When the year 2000 finally arrived, I was disappointed. Science fiction got it all wrong. Where were the hover cars? Why didn’t we vacation in outer space? We were all worried about a silly millenium bug that was to take us back to 1900 when the clock struck 12. But I remember how uneventful it all seemed, despite some great fireworks shows. When the actual millenium shifted a year later, still no flash to a visionary future.
Just look at Arthur C. Clarke’s 2001: A Space Odyssey and the film version by Stanley Kubrick. Nothing looked like that in actual 2001 or even today.
The Eugenics Wars in the original 1960s Star Trek series–the wars that created Ricardo Montalban’s Khan who takes on Captain Kirk and gets banished to Seti Alpha V–were to happen sometime between 1993 and 1996 according to the original series.
The incredible world of future replicants created by Philip K. Dick took place in 1992, according to the original printing of his short story “Do Androids Dream of Electric Sheep?” that became Ridley Scott’s dark vision of the future, Blade Runner. We don’t have a robotic Sean Young around here today.
What went wrong?
To be fair, science fiction, more often than not, has laid the ground work for feats of reality unheard of and not dreamed of before science fiction writing put pen to paper (or finger to typewriter). Think in terms of Star Trek designer Rick Sternbach’s personal access data devices or PADDs, such as those used by Geordi LaForge in Star Trek: The Next Generation. Used in the series in the 22nd century we now get to use these regularly in the 21st century in the form of tablet computers or android phones.
Or tricorders–regularly used today in different forms but visually more advanced and smaller than those used on the original Star Trek, yet nearly the same in size as those created for Next Generation by Mr. Sternbach, and with incredible functionality. Just watch any doctor review surgery slides instantly sent from room to office and displayed so you can see immediately, and in real-time, recorded biological detail. Check out the photo below of one of two prototype Next Generation tricorders Sternbach created and compare it to a Paramount studio-production-made, original series type tricorder. Today, the latter tricorder looks more like an old fashioned brownie camera. Compare them to your hand-held android device or Blackberry and score one for future meets reality, or better yet, score one for science fiction visionary creating the future.
A great example of reality actually beating science fiction’s predictions can be seen in the Star Trek: The Next Generation episode “The Royale” that aired in 1988. The eloquent 22nd century Captain Jean-Luc Picard of the USS-Enterprise-D remarked that people had been trying to find the proof for Fermat’s Last Theorem for 800 years, including himself. Picard saw the riddle as a mental challenge, stating that “in our arrogance, we feel we are so advanced and yet we cannot unravel a simple knot tied by a part-time French mathematician working alone without a computer.”

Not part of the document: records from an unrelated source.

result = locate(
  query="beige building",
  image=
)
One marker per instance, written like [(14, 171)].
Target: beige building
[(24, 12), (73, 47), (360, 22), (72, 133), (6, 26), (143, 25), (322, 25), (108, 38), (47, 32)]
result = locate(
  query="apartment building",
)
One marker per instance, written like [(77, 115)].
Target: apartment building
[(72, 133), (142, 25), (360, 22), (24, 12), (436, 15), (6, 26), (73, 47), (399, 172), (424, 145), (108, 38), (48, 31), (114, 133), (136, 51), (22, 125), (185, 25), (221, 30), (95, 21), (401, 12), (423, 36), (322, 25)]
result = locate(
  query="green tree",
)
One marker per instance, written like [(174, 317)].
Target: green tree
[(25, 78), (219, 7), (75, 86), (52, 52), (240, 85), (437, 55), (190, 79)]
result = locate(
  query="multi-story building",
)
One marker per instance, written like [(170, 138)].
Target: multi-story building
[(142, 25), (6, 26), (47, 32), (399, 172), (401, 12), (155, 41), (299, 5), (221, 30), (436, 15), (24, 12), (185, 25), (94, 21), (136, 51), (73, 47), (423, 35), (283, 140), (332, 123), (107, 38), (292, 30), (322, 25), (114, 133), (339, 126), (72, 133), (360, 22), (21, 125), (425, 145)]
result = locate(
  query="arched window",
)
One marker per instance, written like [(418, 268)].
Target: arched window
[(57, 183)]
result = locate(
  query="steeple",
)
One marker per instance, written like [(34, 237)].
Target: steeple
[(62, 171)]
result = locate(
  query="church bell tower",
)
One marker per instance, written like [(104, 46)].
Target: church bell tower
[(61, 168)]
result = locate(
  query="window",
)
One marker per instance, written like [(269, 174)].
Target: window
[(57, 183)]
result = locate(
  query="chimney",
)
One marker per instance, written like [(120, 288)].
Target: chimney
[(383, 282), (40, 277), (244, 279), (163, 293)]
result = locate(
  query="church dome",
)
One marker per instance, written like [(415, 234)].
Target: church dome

“Fermat’s last theorem” was an algebraic statement proposed by Pierre de Fermat, a 17th century lawyer and amateur mathematician who was later praised by the likes of Newton and Pascal for his life’s work. Following Fermat’s death in 1665, a mathematic formula was found scrawled in the margin of his notes: “xn + yn = zn, where n is greater than 2,” which Fermat said had no solution in whole numbers, but he also added the phrase “remarkable proof.” The writers of Star Trek couldn’t predict that Andrew Wiles would create a proof for the theorem in 1993 (modified and generally accepted in 1995). Although Wiles’ proof could not have been the same as Fermat’s “remarkable proof,” here he beat the science fiction writer’s prediction, something that doesn’t happen so often. Public Television’s NOVA has a great interview with Wiles on its website.
Eclipsing the future (a figurative idea only, of course) was a result of a great deal of work by Wiles. Two accounts of Wiles’ path are worth pursuing further. The first is NOVA‘s documentary The Proof. The small community of mathematicians and physicists who experiment with math riddles is taken apart and revealed to the viewer, and what we see is frought with jealousy, ego, and near-schoolyard cattiness. But Wiles shines through, locking himself away, and seeming to be swallowed up by his passion for this riddle, he somehow emerges triumphant. You’ll find yourself cheering him on as the documentary progresses.
The second account is Simon Singh’s eminently readable “Fermat’s Enigma: The Epic Quest to Solve the World’s Greatest Mathematical Problem.” Singh discusses the history of math in an interesting way and explains the complexity of Fermat’s Theorem, and Wiles’ proof, in a way anyone can understand. You’ll find Andrew Wiles to be a champion in our time.